I suppose it’s sad that, not enjoying sex, I’ve lost an important way to connect with other people. Maybe I feel a little more separate and a little less happy because of it, but I know that I am also not happy having sex.
I am happy when I am walking alone along the narrow path above Cape Perpetua, a foggy outcrop of mountainous, forested land that in photographs appears desolate and remote, which it really is. I’ve come here by myself for a vacation and also—my boyfriend doesn’t know this—to search for a place to live.
I’m worried about you living there by yourself, my friend emailed after I’d sent her a photograph of the cape that I’d taken from the cliff above. Where did you say this place is? There’s something I’ve found here that’s unlike what I’ve found anywhere else, and I wonder if it approximates the intimate connection people experience while having sex, when the sex is the sort that unifies two people so that they seem to inhabit a single body. I have heard sex described like this, and though I have never felt this unity while having sex, I feel it when I’m walking alone above the cape, looking down a steep drop-off of hundreds of feet to the tide pools and wet debris of a stony beach—I feel that I am two of something that has finally found a single body.

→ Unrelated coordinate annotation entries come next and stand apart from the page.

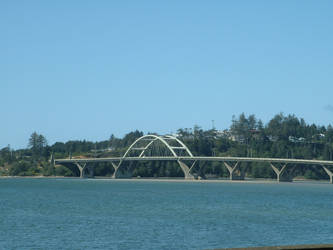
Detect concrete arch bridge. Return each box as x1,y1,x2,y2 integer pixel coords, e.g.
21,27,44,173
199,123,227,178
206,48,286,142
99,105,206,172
53,135,333,183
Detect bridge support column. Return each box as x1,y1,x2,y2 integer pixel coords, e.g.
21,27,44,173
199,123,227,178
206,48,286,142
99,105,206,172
322,165,333,184
88,166,94,178
270,163,292,182
178,160,194,180
111,162,120,179
223,162,245,181
75,162,87,178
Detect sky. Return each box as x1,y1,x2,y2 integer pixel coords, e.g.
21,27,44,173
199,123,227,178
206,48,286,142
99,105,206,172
0,0,333,149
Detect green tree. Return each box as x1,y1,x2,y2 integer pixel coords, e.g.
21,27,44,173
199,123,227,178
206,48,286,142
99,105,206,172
28,132,47,156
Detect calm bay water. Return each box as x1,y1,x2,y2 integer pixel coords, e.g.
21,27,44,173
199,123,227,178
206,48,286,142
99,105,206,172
0,178,333,249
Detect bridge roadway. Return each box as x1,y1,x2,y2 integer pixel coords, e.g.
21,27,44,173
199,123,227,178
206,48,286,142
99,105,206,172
54,156,333,183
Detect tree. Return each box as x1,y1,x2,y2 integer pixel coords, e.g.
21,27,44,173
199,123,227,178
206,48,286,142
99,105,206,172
28,132,47,155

I told my friend not to worry about me, yet I wonder whether she really should worry. Walking above the cape this morning, I wasn’t worried about myself because I didn’t feel that I had a self apart from the cape to worry about. To worry about myself living alone on the cape would have been to worry about the cape living alone on the cape, and where else would a cape live if not on an oceanic coast, where rocks are constantly being pummeled and tossed by waves that are sometimes the size of houses, sometimes even larger?
Sometimes the water is calm, I replied to my friend.